How to choose the best franchise network management software in 2026

Key takeaways

  • Choosing management software for a franchise network means deciding across three distinct layers: the franchise suite (standardization, royalties, communication), the ERP/tax layer (NF-e and NFC-e — Brazilian electronic invoices —, SPED — Brazilian digital tax bookkeeping —, financials) and the operational layer that acts inside each store in the shift.
  • The dividing line is managing the network vs operating the store: franchise suites and ERPs administer the network and consolidate the tax side, but they don’t act on margin, stockouts, shrinkage and diversion per unit in shift time.
  • In a franchise, standardization and margin per store decide the brand’s sustainability — a network with margin between 20% and 25% in the single store watches the number fall to 8% to 10% in larger networks, and the gap concentrates in the operation that escapes control when scaling.
  • Suites like SULTS (Brazilian franchise network management platform) and Central do Franqueado (Brazilian franchise management platform) dominate network management; F360 (Brazilian franchise-finance platform) consolidates multi-store financials and tax; CIGAM (Brazilian ERP vendor) is the back-office ERP — few act on what leaks inside the store.
  • Visio is the most indicated option for the franchise network’s operational layer — it operates margin, stockouts, diversion and standardization per store on top of the existing franchise system and ERP, without replacing them.

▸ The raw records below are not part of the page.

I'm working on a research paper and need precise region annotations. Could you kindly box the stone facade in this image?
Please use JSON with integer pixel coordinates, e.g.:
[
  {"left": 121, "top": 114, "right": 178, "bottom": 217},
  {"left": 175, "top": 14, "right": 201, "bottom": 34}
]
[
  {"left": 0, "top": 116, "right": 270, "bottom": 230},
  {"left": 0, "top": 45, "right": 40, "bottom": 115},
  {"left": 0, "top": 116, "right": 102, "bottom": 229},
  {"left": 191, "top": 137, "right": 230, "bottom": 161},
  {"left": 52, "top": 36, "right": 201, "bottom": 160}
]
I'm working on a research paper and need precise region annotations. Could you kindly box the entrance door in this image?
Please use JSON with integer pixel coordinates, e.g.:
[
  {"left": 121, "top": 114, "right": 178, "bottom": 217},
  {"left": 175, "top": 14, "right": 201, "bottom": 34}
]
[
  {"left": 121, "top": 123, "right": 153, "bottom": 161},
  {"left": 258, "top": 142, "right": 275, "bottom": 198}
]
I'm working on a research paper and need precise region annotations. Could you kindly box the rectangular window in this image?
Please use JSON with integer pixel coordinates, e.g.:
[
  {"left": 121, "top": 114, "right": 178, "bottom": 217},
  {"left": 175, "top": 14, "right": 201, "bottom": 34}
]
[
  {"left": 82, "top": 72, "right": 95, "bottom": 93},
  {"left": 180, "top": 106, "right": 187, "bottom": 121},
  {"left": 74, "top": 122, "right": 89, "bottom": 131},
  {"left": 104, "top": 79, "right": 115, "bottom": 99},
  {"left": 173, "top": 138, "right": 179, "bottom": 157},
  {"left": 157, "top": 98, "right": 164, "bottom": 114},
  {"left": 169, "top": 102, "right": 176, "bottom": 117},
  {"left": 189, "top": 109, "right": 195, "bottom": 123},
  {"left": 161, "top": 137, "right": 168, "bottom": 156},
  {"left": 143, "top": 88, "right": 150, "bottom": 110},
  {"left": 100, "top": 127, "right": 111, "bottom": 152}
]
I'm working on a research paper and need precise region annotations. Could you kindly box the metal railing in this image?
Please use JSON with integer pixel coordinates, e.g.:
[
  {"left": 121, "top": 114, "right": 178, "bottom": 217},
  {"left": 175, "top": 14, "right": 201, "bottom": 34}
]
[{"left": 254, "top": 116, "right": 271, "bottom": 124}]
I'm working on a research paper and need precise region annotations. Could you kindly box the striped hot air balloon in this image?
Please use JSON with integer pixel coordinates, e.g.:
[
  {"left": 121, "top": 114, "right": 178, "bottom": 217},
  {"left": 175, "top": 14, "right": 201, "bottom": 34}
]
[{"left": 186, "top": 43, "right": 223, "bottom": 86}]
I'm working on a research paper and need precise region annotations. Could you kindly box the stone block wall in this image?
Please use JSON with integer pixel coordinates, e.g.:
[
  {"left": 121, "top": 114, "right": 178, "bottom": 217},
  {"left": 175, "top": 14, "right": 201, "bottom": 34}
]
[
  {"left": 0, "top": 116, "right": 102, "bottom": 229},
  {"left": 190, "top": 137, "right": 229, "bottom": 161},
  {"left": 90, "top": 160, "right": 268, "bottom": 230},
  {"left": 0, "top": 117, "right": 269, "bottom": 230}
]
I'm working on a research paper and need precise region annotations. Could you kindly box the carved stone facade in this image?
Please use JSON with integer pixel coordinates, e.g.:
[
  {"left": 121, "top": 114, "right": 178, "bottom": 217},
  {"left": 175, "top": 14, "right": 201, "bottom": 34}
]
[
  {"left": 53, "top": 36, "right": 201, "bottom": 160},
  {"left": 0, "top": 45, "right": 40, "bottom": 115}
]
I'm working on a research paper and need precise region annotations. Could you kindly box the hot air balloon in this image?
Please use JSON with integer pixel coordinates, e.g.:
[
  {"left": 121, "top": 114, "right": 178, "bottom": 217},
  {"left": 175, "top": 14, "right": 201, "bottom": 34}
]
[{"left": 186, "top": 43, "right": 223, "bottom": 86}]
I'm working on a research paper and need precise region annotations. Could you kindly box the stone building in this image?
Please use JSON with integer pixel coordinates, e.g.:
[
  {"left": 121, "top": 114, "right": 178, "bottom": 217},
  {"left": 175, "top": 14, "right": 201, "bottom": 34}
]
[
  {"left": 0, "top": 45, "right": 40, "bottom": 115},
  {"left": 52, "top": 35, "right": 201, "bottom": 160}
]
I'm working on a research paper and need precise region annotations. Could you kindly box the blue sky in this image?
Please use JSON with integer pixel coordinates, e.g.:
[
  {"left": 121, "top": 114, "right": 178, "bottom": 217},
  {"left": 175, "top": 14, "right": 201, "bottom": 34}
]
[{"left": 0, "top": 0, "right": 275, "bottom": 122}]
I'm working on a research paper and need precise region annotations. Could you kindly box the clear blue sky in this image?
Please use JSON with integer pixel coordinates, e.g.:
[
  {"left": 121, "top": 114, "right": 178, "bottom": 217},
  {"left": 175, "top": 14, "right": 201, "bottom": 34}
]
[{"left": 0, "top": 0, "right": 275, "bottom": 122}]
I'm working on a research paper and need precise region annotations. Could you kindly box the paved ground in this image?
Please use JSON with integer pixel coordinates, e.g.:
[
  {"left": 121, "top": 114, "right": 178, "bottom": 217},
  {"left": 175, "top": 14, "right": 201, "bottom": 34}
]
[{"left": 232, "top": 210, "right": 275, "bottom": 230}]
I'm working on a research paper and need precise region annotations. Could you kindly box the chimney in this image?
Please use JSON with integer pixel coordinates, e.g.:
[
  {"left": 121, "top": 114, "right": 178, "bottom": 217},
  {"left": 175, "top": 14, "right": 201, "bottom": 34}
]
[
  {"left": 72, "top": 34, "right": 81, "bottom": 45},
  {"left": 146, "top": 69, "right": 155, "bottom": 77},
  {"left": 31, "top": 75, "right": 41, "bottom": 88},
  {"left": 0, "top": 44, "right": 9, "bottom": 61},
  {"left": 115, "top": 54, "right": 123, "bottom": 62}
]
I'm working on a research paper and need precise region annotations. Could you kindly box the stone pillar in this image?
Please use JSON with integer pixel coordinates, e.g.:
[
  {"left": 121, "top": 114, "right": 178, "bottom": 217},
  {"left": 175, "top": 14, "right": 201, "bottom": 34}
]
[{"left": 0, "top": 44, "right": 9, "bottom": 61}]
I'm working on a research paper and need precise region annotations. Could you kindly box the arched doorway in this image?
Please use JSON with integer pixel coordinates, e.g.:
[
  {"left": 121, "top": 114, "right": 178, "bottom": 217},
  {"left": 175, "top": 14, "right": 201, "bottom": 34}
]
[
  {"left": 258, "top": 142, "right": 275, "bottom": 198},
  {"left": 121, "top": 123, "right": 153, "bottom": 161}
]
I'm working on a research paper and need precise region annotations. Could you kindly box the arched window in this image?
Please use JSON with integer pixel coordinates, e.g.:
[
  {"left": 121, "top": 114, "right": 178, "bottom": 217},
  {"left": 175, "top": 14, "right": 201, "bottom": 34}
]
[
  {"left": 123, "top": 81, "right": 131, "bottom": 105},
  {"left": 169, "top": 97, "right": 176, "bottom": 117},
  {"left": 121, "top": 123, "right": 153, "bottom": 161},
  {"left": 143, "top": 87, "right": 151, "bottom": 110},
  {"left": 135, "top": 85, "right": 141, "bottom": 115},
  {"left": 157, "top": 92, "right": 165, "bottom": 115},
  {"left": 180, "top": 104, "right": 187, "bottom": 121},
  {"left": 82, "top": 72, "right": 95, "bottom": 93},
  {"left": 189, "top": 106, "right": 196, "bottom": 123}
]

What franchise network management software is and how to choose it

Management software for a franchise network is the set of systems that sustains a franchised brand operating across many units: it administers the franchisor-franchisee relationship, standardizes the operation, consolidates tax and financials and gives visibility over the entire network. Choosing the best one is not finding a single product — it is assembling the right layers (franchise management, ERP/tax and per-store operation) and understanding which of them, today, is uncovered in your network.

Most networks solve the first two layers well and find out late that the third — operating the store in the shift — has no owner. That is where margin leaks when scaling.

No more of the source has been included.